A public health crisis or a crisis in communication? The listeriosis outbreak in Canada lends credence to Peter Sandman’s formula that risk f = hazard + outrage. Expectations of a growing death toll were confirmed today with news of an infant death in Manitoba. Yet just yesterday morning the issue seemed to be dipping below the threshold of scientific concern with the re-opening of the Maple Leaf Foods plant that was at the centre of the crisis.  But there’s a big difference, Sandman argues, between hazards and outrage. Where hazards are based on the technical assessments of experts, outrage operates in the more contingent and uncertain arena of public opinion. When news broke late last night that in August, at the height of the crisis, Tory agriculture minister Gerry Ritz cracked inappropriate and insensitive remarks in a conference call with scientists, risk communication managers, and policy strategists, the issue was thrust back into the glare of the media spotlight at high velocity.
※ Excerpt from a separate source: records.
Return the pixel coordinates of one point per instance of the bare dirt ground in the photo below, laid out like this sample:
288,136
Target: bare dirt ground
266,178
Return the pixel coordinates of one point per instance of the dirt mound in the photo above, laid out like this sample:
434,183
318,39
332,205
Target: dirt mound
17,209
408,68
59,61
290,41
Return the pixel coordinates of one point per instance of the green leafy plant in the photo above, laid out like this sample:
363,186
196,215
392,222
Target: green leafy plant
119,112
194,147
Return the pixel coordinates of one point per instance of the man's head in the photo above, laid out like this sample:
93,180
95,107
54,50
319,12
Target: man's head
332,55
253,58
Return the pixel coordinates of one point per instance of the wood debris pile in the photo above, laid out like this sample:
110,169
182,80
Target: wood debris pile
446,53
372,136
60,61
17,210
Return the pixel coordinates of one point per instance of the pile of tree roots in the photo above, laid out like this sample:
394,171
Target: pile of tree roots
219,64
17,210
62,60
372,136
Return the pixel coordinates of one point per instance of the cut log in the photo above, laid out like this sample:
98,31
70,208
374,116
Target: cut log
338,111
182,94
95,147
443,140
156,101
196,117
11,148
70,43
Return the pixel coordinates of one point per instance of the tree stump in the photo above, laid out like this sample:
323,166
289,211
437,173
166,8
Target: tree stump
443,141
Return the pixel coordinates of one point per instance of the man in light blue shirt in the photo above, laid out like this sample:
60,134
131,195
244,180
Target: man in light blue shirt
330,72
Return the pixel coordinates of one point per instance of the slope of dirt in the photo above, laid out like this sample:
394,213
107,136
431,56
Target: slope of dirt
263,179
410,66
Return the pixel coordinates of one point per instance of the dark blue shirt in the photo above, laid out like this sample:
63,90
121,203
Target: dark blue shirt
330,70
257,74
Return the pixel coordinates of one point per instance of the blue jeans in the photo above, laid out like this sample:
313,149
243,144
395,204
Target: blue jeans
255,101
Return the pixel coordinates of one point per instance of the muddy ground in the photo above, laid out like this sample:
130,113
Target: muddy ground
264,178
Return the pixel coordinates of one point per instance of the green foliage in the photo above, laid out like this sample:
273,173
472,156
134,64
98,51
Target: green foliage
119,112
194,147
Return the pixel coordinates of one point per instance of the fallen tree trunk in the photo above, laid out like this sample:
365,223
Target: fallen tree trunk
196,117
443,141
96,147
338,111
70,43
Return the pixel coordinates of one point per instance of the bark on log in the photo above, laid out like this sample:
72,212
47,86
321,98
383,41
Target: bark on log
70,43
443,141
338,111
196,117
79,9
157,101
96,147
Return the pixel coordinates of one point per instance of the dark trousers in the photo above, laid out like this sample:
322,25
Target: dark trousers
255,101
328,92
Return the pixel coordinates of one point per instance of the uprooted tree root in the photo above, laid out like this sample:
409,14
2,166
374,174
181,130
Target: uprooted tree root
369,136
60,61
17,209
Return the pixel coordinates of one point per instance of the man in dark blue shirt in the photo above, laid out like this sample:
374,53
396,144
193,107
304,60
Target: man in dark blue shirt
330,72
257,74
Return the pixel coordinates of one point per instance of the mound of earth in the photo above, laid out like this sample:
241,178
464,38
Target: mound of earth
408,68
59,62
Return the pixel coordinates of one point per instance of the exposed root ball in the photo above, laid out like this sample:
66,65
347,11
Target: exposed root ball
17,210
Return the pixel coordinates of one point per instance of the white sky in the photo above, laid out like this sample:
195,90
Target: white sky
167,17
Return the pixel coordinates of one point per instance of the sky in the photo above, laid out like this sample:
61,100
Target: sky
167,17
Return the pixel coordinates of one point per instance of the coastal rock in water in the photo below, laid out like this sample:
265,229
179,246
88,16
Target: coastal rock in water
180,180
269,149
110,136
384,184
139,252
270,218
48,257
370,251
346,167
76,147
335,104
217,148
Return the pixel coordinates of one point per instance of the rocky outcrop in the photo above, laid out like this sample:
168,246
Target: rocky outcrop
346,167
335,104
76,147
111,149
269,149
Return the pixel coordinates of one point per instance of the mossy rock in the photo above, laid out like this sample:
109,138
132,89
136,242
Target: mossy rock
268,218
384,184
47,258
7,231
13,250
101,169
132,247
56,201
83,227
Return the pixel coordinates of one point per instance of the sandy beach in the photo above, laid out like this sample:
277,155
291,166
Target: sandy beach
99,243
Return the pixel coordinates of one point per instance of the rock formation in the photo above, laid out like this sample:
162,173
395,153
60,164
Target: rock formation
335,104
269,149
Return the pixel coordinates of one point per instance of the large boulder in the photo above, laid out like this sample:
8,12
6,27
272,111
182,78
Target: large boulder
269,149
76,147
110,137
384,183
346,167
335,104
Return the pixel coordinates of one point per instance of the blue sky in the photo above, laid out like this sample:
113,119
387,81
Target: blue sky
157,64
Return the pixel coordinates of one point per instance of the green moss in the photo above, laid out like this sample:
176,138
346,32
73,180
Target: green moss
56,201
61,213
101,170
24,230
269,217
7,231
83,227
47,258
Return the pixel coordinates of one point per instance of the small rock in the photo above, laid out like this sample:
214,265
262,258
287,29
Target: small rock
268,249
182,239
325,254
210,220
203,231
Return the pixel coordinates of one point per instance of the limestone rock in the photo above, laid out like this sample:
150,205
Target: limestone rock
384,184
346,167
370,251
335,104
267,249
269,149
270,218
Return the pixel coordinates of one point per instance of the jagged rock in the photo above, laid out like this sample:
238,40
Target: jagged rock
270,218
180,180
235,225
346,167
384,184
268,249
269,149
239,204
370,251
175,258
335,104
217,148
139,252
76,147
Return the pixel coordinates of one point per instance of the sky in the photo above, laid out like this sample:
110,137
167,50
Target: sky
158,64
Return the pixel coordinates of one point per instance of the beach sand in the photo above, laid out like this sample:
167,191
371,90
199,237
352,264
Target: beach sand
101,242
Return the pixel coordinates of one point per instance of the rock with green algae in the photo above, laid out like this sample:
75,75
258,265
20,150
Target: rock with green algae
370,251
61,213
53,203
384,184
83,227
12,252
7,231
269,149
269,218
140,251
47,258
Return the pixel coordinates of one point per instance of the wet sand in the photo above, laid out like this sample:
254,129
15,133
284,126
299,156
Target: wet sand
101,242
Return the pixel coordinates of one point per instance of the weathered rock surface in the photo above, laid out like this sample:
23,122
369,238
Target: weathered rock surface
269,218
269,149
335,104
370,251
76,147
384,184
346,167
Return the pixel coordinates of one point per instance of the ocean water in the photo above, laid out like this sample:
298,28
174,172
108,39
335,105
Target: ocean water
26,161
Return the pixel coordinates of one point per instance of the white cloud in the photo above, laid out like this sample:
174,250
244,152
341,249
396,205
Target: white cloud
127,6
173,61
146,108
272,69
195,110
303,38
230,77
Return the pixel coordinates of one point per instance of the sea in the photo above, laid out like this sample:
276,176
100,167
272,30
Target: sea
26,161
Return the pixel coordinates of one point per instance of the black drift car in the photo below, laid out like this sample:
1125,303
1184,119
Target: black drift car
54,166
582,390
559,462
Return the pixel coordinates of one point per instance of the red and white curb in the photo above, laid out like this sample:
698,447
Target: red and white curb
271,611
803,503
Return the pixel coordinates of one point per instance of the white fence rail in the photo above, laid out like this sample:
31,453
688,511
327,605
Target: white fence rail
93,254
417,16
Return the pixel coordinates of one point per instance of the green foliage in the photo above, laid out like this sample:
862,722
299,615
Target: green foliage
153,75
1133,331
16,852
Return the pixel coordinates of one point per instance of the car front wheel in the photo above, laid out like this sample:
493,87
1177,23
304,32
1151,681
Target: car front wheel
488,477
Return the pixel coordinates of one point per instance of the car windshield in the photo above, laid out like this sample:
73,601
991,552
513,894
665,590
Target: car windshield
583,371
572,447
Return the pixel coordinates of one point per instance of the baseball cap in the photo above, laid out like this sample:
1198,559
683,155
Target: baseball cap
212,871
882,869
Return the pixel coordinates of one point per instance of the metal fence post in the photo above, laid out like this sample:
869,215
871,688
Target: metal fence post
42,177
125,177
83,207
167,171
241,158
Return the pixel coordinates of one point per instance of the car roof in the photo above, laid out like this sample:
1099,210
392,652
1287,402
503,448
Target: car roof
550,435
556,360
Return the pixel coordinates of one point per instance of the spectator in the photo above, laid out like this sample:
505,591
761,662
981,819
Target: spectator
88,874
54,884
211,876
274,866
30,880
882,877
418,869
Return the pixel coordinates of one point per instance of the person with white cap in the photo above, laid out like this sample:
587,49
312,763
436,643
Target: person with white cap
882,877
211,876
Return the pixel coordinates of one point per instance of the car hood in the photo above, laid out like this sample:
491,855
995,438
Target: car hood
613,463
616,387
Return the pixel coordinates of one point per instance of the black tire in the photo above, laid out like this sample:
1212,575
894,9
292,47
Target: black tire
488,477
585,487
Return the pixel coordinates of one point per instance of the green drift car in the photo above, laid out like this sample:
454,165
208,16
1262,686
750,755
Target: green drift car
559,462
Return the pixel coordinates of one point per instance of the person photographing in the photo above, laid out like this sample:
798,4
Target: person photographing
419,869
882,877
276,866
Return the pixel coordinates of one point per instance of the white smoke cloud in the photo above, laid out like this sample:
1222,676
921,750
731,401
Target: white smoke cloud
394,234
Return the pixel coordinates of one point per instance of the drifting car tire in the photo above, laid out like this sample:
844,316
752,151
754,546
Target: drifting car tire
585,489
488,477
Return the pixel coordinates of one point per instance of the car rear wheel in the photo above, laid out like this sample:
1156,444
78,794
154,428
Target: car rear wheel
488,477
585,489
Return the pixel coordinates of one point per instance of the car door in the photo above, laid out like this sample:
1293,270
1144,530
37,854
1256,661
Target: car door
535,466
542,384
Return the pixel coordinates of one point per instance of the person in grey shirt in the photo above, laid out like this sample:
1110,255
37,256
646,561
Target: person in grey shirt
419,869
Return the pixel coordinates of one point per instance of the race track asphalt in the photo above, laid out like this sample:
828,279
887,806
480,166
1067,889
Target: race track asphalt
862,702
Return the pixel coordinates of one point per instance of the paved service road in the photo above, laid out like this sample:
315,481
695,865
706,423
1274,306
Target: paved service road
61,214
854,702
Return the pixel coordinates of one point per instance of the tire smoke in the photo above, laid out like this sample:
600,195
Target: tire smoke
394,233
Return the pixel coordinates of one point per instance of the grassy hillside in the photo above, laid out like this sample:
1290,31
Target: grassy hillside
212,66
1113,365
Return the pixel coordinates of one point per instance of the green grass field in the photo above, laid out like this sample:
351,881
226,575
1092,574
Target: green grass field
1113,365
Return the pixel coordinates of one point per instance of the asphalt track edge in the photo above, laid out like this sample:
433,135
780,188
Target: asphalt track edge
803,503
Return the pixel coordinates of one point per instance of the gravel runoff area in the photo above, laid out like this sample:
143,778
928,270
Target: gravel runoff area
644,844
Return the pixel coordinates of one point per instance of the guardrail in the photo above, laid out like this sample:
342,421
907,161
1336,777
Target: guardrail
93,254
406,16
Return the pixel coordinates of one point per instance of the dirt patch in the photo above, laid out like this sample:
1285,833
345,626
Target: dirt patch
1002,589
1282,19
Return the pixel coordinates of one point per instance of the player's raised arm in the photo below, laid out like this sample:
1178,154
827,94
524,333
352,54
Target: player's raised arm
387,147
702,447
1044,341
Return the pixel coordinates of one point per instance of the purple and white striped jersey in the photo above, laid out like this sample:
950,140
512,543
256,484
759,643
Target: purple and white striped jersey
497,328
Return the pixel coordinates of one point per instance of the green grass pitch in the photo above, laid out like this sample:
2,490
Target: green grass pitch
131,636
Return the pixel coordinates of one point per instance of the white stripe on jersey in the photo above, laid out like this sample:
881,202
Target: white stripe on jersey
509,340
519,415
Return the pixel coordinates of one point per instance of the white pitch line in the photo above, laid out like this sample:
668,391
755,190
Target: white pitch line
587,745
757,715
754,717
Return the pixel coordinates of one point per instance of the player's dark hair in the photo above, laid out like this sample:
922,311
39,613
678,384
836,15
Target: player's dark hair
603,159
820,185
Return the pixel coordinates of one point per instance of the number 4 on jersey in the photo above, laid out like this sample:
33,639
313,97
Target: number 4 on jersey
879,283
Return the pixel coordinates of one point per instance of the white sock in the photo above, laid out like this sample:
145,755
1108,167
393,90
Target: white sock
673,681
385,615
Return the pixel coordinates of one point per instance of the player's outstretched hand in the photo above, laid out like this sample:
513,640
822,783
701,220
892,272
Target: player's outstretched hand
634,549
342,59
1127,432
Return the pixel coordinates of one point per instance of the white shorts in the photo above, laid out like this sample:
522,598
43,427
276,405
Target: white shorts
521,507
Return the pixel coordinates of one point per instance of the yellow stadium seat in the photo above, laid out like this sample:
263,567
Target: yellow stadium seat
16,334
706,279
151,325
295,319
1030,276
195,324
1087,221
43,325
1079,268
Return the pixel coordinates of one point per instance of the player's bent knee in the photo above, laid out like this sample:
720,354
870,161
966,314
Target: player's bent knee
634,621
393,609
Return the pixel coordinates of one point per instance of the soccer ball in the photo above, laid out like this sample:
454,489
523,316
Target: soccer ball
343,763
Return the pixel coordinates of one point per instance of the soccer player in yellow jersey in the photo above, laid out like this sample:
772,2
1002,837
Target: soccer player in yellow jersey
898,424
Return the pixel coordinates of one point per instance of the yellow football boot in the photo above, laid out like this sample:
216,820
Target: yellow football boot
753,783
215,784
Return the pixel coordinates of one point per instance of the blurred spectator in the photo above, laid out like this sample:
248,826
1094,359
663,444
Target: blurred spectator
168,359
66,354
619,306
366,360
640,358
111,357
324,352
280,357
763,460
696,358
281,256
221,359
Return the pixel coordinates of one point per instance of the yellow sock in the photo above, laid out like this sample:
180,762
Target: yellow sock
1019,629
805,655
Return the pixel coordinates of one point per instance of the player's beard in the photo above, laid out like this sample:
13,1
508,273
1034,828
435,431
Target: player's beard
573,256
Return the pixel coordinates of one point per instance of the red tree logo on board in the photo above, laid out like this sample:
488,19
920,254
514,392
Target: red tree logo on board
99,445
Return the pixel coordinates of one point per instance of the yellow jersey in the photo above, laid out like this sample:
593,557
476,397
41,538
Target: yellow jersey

That the Minister’s remarks were leaked partway through the election campaign suggests that even when scientific assessments of risk may be dissipating, as a communications issue they can create new and unexpected political problems. It will be interesting to see whether there will be any fallout from Ritz’s remarks – although victims are calling for the minister’s resignation, the PM refuses to apologize, dismissing his minister’s comments as “clearly inappropriate” but also arguing that the comments “shouldn’t detract from the good work that he has done to get on top and to understand this matter, to improve the system and to communicate publicly with Canadians and to make sure government officials are all doing their jobs.” Conservative strategists must be wincing at what is yet another blunder in a campaign of missteps and apologies.

With this latest development, will opposition parties, interest groups and civil society organizations concerned about food security and public health be able to put the government’s recent controversial changes to food safety regulations onto the electoral agenda?